According to reports, a number of people will be also be relocating to the firm's Australian alliance partner DLA Phillips Fox.


DLA Phillips Fox has not confirmed or denied these reports before The New Lawyer went to press. 


DLA Phillips Fox has already announced it has selected DLA Piper's managing partner in Dubai as its new chief executive. Tony Holland will replace outgoing Tony Crawford in February 2010. Holland is currently regional head of finance for the Middle East at DLA Piper.  


A spokesperson for the firm told The Lawyer that the fact that some employees would be heading over to Australia's DLA Phillips Fox is "an indication of how well the two businesses work together". 


The news follows a recent slowdown in the the Dubai legal market, which DLA Piper admitted to this year. The firm made eight associated redundant in its Dubai office earlier this year, Legal Week reported, amounting to about eight per cent of its associate roster there. 


The firm also placed 20 per cent of the remaining Dubai-based lawyers on either a six-month sabbatical or a secondment, JD Journal reported at the time. It reported those taking "sabbatical" were not guaranteed a job at the end of it. 


In June, DLA Piper made another 22 positions redundant in its Middle East offices, one third of those from the Dubai office.


The overall redundancies result in a year-on-year headcount drop of 39 per cent. 
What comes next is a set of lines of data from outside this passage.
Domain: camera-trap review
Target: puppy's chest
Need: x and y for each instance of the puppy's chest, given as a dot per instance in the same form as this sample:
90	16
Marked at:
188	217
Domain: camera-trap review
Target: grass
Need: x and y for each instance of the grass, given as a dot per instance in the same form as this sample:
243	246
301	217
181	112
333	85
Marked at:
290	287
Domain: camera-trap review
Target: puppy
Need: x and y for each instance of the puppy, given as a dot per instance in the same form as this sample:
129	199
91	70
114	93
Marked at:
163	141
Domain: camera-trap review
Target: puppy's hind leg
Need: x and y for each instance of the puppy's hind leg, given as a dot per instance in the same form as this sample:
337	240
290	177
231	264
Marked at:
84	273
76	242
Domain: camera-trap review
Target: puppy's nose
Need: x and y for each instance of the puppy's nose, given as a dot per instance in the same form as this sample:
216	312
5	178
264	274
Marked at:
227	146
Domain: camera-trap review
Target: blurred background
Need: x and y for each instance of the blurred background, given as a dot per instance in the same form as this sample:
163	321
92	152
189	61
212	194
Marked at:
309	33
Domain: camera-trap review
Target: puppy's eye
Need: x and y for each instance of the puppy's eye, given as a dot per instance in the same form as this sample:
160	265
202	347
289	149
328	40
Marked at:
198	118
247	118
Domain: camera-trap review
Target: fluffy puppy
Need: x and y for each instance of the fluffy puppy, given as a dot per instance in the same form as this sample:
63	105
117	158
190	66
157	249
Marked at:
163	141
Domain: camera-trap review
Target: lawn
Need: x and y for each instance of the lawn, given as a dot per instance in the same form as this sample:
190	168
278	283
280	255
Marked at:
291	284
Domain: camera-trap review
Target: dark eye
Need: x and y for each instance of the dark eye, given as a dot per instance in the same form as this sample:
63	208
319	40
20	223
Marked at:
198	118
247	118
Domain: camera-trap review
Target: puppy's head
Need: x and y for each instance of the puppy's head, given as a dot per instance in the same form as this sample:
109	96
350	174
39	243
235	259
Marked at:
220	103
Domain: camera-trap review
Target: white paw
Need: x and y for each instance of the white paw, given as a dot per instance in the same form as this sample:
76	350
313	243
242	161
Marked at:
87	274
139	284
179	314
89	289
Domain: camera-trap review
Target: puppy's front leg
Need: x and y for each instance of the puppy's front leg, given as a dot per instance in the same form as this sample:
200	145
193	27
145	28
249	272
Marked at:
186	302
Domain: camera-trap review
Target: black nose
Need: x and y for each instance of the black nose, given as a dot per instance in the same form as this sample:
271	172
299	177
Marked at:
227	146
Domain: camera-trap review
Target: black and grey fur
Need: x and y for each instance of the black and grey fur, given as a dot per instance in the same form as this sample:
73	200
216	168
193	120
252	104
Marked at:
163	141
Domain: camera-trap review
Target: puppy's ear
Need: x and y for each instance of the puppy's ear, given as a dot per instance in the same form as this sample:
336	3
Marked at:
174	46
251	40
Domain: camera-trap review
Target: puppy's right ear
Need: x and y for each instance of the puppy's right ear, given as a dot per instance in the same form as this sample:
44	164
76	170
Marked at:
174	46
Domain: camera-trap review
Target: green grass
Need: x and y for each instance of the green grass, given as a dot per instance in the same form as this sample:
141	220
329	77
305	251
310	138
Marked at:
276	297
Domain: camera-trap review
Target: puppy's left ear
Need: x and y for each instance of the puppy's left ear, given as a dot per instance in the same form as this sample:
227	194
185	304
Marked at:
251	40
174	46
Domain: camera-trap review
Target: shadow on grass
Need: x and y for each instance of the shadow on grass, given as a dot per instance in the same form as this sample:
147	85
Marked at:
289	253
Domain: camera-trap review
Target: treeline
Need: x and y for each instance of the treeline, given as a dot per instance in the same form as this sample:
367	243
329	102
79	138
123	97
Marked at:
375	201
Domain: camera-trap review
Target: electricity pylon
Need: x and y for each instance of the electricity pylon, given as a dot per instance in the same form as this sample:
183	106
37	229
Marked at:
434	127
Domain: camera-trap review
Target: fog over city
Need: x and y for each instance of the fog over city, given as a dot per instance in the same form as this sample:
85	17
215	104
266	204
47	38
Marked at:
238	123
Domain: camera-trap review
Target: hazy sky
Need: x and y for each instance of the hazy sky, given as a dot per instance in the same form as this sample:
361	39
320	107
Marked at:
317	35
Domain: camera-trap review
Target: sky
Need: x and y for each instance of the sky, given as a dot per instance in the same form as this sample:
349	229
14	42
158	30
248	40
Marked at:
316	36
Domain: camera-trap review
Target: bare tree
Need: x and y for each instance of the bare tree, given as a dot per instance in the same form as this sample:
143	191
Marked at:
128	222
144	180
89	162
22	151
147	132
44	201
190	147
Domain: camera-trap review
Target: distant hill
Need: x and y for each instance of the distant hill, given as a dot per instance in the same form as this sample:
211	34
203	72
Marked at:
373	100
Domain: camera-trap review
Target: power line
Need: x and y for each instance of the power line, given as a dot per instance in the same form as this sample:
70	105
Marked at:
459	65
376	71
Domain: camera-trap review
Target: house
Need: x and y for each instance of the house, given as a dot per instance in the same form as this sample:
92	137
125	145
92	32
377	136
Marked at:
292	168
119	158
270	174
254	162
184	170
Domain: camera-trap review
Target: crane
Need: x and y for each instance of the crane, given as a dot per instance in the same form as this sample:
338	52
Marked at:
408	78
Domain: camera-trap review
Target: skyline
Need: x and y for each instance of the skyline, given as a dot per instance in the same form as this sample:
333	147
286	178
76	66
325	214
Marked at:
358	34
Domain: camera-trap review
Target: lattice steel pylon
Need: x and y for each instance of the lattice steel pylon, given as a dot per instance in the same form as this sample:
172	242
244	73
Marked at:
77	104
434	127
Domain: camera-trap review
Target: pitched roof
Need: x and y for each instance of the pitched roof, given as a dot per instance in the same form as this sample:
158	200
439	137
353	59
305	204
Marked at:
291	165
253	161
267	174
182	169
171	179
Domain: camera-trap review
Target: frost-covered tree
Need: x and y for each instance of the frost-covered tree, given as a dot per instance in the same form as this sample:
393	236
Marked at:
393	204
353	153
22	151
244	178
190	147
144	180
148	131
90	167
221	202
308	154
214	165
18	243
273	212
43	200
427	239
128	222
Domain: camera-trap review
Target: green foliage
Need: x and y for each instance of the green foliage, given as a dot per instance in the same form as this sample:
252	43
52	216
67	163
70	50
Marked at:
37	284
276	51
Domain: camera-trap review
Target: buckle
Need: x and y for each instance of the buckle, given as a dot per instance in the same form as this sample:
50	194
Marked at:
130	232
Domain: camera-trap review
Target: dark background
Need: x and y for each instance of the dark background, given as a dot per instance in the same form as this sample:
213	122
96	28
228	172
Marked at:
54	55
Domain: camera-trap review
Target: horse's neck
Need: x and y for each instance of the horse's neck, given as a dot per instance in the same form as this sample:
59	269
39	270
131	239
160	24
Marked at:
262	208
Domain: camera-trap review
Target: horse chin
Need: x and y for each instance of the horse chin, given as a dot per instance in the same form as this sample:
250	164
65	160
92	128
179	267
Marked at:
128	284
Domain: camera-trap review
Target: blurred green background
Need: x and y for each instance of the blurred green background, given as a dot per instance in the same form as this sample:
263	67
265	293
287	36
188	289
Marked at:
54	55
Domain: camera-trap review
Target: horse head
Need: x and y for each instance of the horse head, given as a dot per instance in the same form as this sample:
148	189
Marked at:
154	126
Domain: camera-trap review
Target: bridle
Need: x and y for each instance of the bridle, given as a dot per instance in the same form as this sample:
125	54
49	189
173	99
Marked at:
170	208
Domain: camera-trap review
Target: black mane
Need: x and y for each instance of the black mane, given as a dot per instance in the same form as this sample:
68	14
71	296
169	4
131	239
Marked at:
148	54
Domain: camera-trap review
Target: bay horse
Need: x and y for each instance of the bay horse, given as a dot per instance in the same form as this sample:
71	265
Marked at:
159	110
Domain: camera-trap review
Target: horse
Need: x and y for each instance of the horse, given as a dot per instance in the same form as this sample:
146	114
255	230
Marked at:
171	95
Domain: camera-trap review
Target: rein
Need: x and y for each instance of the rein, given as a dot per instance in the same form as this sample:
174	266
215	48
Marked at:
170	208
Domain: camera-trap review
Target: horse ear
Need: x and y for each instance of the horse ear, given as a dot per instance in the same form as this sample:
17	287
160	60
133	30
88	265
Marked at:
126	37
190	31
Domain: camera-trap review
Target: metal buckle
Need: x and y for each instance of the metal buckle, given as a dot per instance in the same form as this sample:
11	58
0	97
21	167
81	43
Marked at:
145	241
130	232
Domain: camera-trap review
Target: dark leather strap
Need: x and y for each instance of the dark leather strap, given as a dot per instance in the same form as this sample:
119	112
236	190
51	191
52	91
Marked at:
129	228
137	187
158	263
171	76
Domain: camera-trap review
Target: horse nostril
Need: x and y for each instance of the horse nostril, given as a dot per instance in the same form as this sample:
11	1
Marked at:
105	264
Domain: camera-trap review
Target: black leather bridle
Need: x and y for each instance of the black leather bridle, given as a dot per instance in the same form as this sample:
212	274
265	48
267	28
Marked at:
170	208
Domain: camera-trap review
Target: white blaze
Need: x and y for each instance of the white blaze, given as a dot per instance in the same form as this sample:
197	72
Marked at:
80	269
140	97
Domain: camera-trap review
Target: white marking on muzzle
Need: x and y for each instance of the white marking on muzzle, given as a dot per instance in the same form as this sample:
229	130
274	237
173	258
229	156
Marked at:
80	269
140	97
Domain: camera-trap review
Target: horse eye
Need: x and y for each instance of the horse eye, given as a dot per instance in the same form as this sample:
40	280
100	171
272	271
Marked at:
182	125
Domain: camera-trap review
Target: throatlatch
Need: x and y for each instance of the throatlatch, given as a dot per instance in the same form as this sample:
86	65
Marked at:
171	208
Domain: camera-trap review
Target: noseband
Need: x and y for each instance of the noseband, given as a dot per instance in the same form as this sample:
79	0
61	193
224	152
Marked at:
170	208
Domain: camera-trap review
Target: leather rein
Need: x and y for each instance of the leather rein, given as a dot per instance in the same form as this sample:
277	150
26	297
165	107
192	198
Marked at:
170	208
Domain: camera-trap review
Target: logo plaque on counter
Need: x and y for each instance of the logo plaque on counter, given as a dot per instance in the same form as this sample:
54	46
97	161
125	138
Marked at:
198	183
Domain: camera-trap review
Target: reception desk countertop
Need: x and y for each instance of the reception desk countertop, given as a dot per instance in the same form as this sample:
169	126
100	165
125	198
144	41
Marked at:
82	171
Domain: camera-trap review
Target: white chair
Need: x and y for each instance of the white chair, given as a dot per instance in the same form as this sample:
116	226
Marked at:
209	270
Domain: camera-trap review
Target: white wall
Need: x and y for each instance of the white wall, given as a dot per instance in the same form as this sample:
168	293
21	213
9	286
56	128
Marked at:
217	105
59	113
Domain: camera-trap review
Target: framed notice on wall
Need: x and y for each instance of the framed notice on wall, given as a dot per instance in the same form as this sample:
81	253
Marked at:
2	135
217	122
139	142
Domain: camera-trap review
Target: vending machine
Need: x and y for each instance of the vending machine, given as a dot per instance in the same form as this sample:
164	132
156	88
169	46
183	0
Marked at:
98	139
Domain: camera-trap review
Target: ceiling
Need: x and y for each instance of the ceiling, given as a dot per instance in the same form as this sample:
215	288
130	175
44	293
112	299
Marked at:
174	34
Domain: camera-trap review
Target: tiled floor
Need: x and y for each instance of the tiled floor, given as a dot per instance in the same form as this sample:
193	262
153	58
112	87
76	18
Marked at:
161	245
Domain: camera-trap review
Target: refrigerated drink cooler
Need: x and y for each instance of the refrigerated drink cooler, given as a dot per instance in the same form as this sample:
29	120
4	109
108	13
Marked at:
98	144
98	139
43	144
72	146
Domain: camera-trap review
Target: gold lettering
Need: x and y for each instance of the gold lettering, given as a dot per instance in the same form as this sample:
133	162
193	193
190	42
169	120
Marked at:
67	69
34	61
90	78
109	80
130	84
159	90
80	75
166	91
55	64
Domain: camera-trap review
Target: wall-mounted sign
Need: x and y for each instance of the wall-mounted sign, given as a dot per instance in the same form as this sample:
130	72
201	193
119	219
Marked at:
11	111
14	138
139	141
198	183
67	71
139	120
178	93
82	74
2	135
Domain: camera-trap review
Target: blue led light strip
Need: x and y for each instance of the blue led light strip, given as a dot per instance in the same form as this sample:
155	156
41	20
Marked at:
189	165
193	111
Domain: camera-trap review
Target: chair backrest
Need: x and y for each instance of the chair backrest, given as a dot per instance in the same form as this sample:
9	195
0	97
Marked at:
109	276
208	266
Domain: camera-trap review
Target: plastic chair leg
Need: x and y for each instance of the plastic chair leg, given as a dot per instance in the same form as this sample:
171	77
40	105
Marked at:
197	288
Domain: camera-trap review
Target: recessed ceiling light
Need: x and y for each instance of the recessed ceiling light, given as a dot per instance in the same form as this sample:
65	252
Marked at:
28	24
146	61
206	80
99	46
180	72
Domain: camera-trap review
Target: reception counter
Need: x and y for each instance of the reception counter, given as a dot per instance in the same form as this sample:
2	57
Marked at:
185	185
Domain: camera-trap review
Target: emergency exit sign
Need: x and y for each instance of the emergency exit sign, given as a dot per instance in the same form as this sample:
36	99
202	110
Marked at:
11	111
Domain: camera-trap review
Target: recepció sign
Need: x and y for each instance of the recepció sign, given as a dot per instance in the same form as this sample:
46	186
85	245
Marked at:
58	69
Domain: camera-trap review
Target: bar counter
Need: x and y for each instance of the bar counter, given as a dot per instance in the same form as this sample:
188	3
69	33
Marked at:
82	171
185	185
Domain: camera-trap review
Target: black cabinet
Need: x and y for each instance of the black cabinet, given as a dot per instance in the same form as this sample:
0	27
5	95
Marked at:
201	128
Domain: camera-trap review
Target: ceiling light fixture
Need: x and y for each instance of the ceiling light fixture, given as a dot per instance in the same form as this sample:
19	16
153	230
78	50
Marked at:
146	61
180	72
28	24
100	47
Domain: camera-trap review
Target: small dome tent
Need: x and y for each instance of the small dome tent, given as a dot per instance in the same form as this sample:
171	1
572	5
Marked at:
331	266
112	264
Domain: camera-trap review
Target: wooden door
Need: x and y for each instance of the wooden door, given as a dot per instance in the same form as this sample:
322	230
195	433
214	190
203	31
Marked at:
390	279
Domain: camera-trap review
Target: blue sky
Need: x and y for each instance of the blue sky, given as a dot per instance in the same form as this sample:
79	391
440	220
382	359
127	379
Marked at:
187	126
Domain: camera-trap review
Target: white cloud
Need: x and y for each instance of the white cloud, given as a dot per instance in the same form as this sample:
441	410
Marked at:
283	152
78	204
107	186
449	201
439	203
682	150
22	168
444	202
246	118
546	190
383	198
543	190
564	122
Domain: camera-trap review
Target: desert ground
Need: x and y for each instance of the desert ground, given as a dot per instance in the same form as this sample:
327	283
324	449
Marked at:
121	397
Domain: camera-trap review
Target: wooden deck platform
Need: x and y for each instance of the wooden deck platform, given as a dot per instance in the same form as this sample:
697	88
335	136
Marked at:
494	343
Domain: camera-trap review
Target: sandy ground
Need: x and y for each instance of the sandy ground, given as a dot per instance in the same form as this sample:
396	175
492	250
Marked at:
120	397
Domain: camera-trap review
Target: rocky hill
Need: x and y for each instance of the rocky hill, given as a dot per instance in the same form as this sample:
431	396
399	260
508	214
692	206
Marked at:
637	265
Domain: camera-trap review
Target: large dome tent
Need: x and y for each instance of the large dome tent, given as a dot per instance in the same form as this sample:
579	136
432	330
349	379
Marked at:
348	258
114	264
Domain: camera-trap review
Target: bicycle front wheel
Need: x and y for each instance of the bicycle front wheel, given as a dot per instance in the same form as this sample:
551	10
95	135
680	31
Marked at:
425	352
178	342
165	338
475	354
The recent announcement from Dubai that the state-owned Dubai World was requesting creditors agree to a six-month moratorium on the repayment of its debts.


Dubai World's $US60 billion of borrowings are not guaranteed by the government, which said creditors would have to accept responsibility for their own judgments in lending to the group.  


Sheikh Mohammed bin Rashid al-Maktoum told reporters that Dubai is still in good shape and would not be derailed by the debt restructuring that is now taking place at Dubai World.